Draghi, cependant, ne laisse pas seulement derrière lui une économie brûlée mais aussi une société profondément fracturée et divisée. Il est l'homme responsable de l'élaboration des politiques de vaccination de masse les plus punitives, discriminatoires et ségrégatives de l'Occident, qui ont non seulement exclu des millions de personnes non vaccinées - y compris des enfants - de la vie sociale, en étendant les passeports vaccinaux à pratiquement tous les espaces publics, mais ont également empêché de nombreuses personnes de travailler. Il a également contribué à faire des non-vaccinés la cible de discours de haine sanctionnés par les institutions, comme lorsqu'il a affirmé de manière tristement célèbre : "Si tu ne te fais pas vacciner, tu tombes malade, tu meurs. Ou tu tues."
Tout cela pourrait expliquer pourquoi un récent sondage a montré que 50 % des Italiens n'étaient pas satisfaits du travail du gouvernement. Et pourtant, en dépit de ces résultats peu impressionnants, lorsque Draghi a annoncé son intention de démissionner, l'establishment italien a piqué une crise d'apoplexie. Dans ce qui restera dans l'histoire comme l'une des démonstrations les plus pathétiques du conformisme flagorneur de la société italienne, presque toutes les catégories professionnelles imaginables se sont empressées de lancer leur propre appel pour supplier Draghi de rester en place - non seulement les riches hommes d'affaires, comme on pouvait s'y attendre, mais aussi les médecins, les pharmaciens, les infirmières, les maires, les doyens d'université, les ONG, les intellectuels progressistes et même la CGIL, le principal syndicat du pays.

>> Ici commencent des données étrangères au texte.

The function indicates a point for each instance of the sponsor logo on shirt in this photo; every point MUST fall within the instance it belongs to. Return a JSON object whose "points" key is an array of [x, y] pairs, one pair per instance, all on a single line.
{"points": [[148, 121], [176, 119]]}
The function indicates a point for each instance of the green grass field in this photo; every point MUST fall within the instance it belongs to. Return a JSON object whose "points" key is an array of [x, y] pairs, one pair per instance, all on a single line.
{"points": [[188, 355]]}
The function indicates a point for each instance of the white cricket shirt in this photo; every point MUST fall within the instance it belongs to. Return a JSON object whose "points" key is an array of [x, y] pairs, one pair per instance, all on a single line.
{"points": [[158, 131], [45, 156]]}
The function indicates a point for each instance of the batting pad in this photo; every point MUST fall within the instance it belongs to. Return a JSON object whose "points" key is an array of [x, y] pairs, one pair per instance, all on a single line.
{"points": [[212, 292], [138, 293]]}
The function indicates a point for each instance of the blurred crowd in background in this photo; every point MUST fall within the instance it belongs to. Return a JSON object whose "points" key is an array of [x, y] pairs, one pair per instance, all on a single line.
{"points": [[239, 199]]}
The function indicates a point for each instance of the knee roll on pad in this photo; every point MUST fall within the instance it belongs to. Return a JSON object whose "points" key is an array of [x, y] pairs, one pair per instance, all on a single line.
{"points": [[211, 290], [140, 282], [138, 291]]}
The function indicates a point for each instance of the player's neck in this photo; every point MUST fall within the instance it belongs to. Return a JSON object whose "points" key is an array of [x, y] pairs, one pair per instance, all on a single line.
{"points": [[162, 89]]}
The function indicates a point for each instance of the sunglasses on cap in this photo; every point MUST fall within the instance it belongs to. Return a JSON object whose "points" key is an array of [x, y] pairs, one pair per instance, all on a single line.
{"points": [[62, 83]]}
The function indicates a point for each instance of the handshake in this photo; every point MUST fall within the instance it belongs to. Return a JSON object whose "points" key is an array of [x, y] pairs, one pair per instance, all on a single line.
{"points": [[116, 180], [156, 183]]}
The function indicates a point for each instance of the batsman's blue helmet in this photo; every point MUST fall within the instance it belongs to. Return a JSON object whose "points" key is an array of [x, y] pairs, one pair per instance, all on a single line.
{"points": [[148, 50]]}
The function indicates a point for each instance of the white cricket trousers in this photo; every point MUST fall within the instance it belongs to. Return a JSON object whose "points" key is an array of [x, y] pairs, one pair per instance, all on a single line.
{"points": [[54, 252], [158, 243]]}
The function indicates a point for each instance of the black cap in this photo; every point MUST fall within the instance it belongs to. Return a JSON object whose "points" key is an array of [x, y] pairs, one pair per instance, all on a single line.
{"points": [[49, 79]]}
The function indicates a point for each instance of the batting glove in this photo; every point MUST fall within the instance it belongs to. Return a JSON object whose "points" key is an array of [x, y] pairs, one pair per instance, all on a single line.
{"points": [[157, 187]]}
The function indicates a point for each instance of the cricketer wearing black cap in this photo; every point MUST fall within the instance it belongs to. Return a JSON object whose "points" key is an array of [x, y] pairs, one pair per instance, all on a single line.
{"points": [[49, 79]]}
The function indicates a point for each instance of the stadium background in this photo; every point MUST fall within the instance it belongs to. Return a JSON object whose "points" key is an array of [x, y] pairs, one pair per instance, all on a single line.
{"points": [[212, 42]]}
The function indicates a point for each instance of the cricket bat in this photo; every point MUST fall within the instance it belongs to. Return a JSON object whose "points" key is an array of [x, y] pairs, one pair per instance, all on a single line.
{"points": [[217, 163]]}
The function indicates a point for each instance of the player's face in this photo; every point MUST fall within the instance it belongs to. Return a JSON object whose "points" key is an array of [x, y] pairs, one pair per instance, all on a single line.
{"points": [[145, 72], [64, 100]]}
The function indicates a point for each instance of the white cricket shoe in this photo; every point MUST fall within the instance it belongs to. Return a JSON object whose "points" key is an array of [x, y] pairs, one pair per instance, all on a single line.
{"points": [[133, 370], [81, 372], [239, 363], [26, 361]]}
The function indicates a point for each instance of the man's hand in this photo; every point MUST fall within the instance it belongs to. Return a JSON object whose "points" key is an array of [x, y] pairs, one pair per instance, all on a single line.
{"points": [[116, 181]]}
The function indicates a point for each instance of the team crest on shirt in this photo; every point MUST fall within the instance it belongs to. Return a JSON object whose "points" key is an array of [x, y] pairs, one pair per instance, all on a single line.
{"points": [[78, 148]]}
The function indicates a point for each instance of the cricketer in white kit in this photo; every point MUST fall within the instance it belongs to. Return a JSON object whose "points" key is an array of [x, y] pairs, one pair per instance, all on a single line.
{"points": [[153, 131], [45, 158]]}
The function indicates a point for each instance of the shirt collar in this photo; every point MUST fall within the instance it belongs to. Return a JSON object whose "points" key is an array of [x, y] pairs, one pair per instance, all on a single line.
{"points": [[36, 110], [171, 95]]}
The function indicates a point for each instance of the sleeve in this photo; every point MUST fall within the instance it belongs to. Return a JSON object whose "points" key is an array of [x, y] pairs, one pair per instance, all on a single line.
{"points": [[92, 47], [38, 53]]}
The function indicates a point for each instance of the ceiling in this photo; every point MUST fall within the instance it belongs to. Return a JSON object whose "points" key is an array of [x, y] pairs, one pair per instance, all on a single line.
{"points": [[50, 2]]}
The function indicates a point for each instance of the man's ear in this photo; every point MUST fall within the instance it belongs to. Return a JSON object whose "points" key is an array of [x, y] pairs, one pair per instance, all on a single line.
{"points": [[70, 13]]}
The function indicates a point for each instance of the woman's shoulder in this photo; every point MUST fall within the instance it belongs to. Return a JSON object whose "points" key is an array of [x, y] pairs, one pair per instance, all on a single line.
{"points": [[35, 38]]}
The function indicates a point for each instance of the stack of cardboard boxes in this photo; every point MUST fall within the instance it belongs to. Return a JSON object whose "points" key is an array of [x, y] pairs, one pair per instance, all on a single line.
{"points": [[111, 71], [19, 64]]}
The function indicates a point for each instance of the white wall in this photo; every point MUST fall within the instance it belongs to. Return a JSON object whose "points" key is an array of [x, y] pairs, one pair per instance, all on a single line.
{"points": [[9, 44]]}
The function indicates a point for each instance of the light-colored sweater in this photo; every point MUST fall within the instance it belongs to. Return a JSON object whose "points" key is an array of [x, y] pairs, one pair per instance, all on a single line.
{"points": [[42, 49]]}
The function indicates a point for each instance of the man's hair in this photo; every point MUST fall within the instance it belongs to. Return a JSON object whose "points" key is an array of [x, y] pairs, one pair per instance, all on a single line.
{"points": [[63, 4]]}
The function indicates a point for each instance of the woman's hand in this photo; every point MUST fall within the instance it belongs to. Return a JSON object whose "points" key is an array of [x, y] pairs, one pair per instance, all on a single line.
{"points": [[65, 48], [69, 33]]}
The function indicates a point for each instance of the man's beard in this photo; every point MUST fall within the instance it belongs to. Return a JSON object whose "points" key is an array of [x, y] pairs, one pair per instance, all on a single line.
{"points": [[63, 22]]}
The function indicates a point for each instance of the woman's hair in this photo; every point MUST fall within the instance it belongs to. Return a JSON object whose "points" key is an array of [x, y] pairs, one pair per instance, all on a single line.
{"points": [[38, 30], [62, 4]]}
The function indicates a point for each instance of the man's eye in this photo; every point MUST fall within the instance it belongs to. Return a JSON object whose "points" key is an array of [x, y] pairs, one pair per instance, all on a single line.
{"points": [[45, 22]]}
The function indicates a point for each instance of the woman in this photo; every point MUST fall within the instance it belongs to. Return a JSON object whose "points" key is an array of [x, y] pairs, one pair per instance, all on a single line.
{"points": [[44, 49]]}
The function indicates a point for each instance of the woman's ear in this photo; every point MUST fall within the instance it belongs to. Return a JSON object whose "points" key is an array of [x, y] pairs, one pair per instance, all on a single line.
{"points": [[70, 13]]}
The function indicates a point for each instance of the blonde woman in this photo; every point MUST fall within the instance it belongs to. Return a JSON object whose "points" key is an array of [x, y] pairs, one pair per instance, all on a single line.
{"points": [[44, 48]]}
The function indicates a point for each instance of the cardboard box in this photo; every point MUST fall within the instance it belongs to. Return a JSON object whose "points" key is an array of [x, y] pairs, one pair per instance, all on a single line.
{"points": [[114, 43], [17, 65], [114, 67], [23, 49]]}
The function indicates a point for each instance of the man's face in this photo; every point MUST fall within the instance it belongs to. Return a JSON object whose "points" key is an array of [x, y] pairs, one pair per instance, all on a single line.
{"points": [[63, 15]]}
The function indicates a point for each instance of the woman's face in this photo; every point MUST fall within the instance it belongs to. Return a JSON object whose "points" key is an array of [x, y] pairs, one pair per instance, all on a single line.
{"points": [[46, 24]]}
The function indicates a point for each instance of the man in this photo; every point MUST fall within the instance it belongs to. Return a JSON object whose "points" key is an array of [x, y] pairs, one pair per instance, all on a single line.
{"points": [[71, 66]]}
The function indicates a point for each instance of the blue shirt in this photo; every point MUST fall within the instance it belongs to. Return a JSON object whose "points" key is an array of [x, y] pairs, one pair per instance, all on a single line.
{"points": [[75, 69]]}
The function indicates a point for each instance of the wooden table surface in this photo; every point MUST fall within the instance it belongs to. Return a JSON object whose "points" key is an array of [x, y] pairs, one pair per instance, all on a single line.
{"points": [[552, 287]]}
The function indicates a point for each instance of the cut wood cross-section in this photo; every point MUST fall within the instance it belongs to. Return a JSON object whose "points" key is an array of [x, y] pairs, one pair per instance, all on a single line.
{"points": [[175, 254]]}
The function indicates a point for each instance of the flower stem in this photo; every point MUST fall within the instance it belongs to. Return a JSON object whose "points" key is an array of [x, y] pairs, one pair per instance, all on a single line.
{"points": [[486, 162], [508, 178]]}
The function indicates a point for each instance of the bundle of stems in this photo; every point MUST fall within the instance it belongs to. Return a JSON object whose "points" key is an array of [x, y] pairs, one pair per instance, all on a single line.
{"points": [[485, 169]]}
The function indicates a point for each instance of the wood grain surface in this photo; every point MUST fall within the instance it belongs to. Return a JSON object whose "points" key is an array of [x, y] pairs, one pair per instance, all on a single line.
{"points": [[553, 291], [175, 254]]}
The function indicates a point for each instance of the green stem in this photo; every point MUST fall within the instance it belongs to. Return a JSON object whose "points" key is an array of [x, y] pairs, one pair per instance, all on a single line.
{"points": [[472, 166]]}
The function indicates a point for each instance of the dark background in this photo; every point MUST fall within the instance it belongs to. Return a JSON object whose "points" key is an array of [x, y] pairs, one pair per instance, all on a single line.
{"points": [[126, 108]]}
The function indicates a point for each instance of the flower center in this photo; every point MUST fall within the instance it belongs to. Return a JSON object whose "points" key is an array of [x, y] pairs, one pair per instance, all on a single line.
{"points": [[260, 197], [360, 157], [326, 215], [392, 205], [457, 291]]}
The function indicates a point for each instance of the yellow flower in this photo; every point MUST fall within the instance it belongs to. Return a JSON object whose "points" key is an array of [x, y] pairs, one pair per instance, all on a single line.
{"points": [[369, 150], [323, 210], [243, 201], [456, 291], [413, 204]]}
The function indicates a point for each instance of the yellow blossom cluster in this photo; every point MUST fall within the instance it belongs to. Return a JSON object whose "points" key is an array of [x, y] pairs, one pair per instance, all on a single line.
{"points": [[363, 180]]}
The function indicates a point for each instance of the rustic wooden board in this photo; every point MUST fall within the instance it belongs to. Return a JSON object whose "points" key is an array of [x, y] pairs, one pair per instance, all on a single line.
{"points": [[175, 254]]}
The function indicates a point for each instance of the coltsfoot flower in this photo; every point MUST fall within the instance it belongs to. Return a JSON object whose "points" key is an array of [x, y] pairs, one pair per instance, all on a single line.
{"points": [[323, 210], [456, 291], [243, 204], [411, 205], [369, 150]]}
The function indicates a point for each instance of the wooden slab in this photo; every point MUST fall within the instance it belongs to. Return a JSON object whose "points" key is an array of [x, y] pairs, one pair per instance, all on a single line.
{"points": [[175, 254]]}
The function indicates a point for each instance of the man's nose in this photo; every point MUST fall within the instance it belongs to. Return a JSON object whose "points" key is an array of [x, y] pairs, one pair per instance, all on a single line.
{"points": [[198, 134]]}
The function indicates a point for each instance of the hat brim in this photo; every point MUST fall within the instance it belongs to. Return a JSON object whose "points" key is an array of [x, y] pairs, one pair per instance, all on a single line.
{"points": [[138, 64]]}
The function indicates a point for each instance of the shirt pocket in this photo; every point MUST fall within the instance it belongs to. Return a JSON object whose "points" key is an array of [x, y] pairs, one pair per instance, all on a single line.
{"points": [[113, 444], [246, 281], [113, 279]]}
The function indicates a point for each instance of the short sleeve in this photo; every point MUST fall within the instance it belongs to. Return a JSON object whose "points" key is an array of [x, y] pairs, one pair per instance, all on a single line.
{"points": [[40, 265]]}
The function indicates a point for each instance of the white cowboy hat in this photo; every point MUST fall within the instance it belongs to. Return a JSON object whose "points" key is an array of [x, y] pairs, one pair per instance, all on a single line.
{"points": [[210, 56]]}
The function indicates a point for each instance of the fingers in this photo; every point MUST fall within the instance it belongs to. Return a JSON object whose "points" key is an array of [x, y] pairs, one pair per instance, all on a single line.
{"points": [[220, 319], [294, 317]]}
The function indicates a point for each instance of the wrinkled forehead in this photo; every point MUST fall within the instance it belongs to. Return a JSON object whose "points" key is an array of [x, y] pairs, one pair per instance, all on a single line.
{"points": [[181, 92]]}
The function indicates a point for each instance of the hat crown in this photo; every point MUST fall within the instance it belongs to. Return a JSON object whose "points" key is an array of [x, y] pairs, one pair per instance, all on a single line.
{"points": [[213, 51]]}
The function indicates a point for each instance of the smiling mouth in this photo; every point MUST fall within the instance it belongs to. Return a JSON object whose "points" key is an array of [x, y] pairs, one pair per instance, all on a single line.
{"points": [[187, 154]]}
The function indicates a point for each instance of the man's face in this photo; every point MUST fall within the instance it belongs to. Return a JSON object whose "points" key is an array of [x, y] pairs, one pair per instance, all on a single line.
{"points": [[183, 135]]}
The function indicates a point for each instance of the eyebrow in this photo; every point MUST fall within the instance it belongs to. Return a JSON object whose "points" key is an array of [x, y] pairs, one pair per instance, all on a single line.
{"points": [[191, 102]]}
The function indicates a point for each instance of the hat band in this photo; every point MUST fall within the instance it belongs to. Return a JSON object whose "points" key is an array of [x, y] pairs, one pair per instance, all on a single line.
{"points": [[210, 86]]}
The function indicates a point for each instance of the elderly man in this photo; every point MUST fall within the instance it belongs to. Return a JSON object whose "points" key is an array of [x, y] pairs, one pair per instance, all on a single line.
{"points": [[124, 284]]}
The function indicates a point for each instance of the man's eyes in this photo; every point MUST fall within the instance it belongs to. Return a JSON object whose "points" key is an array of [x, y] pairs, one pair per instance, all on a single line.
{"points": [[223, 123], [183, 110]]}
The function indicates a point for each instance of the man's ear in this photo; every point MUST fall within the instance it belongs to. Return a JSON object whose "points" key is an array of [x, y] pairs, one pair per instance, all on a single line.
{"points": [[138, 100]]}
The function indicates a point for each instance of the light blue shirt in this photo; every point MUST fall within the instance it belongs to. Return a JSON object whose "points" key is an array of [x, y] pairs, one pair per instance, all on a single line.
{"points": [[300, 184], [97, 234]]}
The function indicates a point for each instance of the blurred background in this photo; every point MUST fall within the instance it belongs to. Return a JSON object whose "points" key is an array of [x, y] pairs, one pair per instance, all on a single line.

Plus pitoyable encore, les médias italiens ont accordé une couverture massive à plusieurs "manifestations pro-Draghi" - qui ne comptaient pas plus de quelques dizaines de personnes. L'une des plus grandes agences de presse du pays, Adnkronos, a même raconté que plusieurs sans-abri étaient venus manifester leur soutien à Draghi. L'un d'entre eux aurait dit : "Draghi fait la différence. Grâce à lui, l'Italie a retrouvé son prestige et sa crédibilité. En tant que sans-abri, je peux témoigner du fait que l'on fait plus attention à nous maintenant et c'est grâce à Draghi."
L'establishment international occidental a également pesé de tout son poids derrière Draghi. Du Financial Times au Guardian, en passant par le commissaire européen à l'économie Paolo Gentiloni, tous ont expliqué que la perte de Draghi serait une tragédie pour l'Italie, voire pour l'Europe dans son ensemble. M. Gentiloni est allé jusqu'à dire qu'une "tempête parfaite" s'abattrait sur le pays si Draghi devait partir, tandis que le Guardian s'est contenté d'indiquer aux députés italiens que Draghi "devrait rester pour l'instant". Le New York Times a affirmé sans ironie que le départ de Draghi mettrait fin à la "brève période dorée" qu'il a inaugurée pour l'Italie. On parle d'acteurs étrangers qui se mêlent des affaires de l'Italie.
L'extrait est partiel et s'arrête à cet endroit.